The monthly Labor Department employment report was in the range of analyst expectations, and brings the monthly job gain for 2015 at a 211,000 new jobs per month average – with the last three month averaging 235,000 new employment opportunities. The numbers for May and June have also been revised to add a further 14,000 jobs taken during those months.
Unemployment is also staying at a seven year low figure of 5.3 percent, with lay-offs being a rarer occurrence. The number of people filing for unemployment benefits in June was also at its lowest since the 70’s; while employment amongst women over the age of 55 has also risen significantly.

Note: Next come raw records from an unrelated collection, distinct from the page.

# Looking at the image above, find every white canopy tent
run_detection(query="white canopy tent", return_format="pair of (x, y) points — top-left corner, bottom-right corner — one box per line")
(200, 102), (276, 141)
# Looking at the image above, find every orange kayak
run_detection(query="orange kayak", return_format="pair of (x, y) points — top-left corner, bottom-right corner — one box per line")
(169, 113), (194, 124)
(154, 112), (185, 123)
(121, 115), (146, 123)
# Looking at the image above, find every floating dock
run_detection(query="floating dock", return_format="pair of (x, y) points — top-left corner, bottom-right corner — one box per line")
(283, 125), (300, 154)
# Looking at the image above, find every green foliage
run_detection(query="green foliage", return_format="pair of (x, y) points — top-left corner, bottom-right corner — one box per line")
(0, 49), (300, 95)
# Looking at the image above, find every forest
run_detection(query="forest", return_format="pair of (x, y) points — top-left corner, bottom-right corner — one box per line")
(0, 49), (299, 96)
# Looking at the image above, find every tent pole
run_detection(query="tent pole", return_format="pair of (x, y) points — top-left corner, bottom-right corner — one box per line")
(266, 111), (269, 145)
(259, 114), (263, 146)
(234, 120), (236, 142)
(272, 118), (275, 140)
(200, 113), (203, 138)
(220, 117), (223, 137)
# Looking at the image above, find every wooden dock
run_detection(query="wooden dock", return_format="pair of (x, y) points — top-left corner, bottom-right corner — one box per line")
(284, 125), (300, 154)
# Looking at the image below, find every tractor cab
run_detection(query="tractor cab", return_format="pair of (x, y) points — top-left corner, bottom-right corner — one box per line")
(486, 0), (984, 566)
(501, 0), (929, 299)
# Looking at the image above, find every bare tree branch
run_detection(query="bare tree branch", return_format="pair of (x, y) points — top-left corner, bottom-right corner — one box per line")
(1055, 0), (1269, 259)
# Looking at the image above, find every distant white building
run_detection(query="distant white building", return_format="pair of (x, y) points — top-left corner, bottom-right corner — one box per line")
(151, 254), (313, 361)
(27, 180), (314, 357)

This might prompt the Federal Reserve to finally settle on a much anticipated interest rate hike for federal funds. The interest rate for them has been kept at zero during the recession to stimulate economic recovery, and Chairwoman Janet Yellen has already spoken positively about the measure earlier this year.
Investors are critical of the idea and claim that it would only work to further hinder an already slow pace of economic growth. But jobs being added at a steady rate and low unemployment are some of the signals of a healthy and recovering post-recession economy, and so the Federal Reserve might commit to the change at its 16-17 September meeting; the feds also assured that any rate hike would be handled gently so as to not derail economic growth.
But the Labor Department’s report also has some arguments against the change. Despite a healthy job market, low unemployment and rising house sales, hourly wages have continued their lackluster growth pattern, being up by only 0.2 per cent in July. On an annualized rate, hourly wages have grown only 2.1 per cent since July 2014. This gives consumers less financial flexibility than optimal and makes considering long-term personal investments a tricky affair.
This might be cause by a lack of employee motivation, as productivity in the first half of the year has gone down by 3.1 per cent. This could be one of the less pleasant consequences of a low unemployment pool, as employers of laying off unproductive workers due to fears of not having too much choice in the way of adequate replacement.